When we first bought Penny 5 months ago he was a tiny little thing, slightly underweight with the worst wing clip i have ever seen, the poor thing couldnt even get air to take off, or even attempt too. The person has cut what looked like a "v" shape out of his secondary feathers, as well as his flights!!

5 Months later, that horrible wing clip is still causing issues. He still cannot fly! He has been through his first moult, but none of his wing feathers grew out.. dispite all the others falling out naturally.

Now that hes more confident, hes started taking off, but instead of being able to stop himself falling so fast or control himself even the slightest, he just plumets right into the carpet, sometimes so hard i can hear the wind knocked out his lungs!

He can't even slow himself down in any way! 

My question is, is that an issue from his wing clip, OR is it that he never learnt how to correctly fly? 
Would he ever be able.. ? 
Do you think his wings feathers will eventually grow out.. ?

My second issue with Penny is because of the lack of being able to control himself to the ground more gently, he falls onto his tail 95% of the time, this results in ALOT of broken tail feathers!!!

Right now he only has 3 tail feathers, all the rest have been knocked and broken (and thus had to be pulled) or they have snapped in half.

Now im worried that he has developing feather problems due to damaged follicles, his last two tail feathers i have found have looked very odd, one of them looked like there was 3 different feathers coming out of the same shaft and the second was a horribly off colour :wacko:

Any ideas or suggestions??


----------



## Orion (Jul 24, 2011)

I am having a similar issue. Orion had a bad clip from her previous owner and it taking forever to molt them. She is constantly trying to pull them out. I bought this grit supplement from petco for molting and conditioning and a few weeks ago they started to come out. Only a few but at least she can fly now so you might want to give it a shot.


----------



## morla (Aug 15, 2011)

Aw!
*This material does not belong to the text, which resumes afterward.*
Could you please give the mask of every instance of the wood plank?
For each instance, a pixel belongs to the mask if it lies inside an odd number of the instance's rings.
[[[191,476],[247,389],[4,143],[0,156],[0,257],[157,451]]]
Poor birdy!


----------



## sunnysmom (Sep 23, 2011)

Poor little guy. I hope someone here can give you advice. If that's him in your profile pic, he's a cutie.


----------



## jessnry (Mar 26, 2011)

Aw, poor little guy!  Mine also had a terrible wing clip when I got them, and it took more than 7 months for their wings to grow out nicely. Penny might need a little more time for his feathers to completey grow back. I don't think flight feathers don't follow the usual moulting schedule.

His wings may have been clipped before he fledged... I hear that can cause flying problems, but I also heard that cockatiels are such good fliers that in time they work their flight skills out. Do you have hard floors? Laying down blankets can help prevent injury to his tail and breast bone while he works out his flying skills.


----------



## Ezzie (Jan 19, 2010)

Our floors are carpeted thankfully, and sometimes he falls onto my bed so it is less of a fall for him.

I feel so bad for him because he watches all the other birds fly around and even attempts to fly with them but he just cant  its very heartbreaking...


----------



## tielfan (Aug 31, 2008)

It is possible to pull the clipped wing feathers so new ones can grow in. This is painful for the bird though so you might want to get a trained person (like a vet) to do it for you. You wouldn't have to pull all the clipped feathers, just taking some that are relatively close to the body would give him enough lift that he doesn't fall like a rock. 

A vet visit is a good idea anyway to talk about the malformed tail feathers. If Penny is prone to follicle problems then pulling some of the flights might not be such a good idea. 

It's possible to have the wing feathers "imped" which is basically a feather graft. But this is very expensive and not normally done with pet birds, although it is done sometimes with hunting falcons.


----------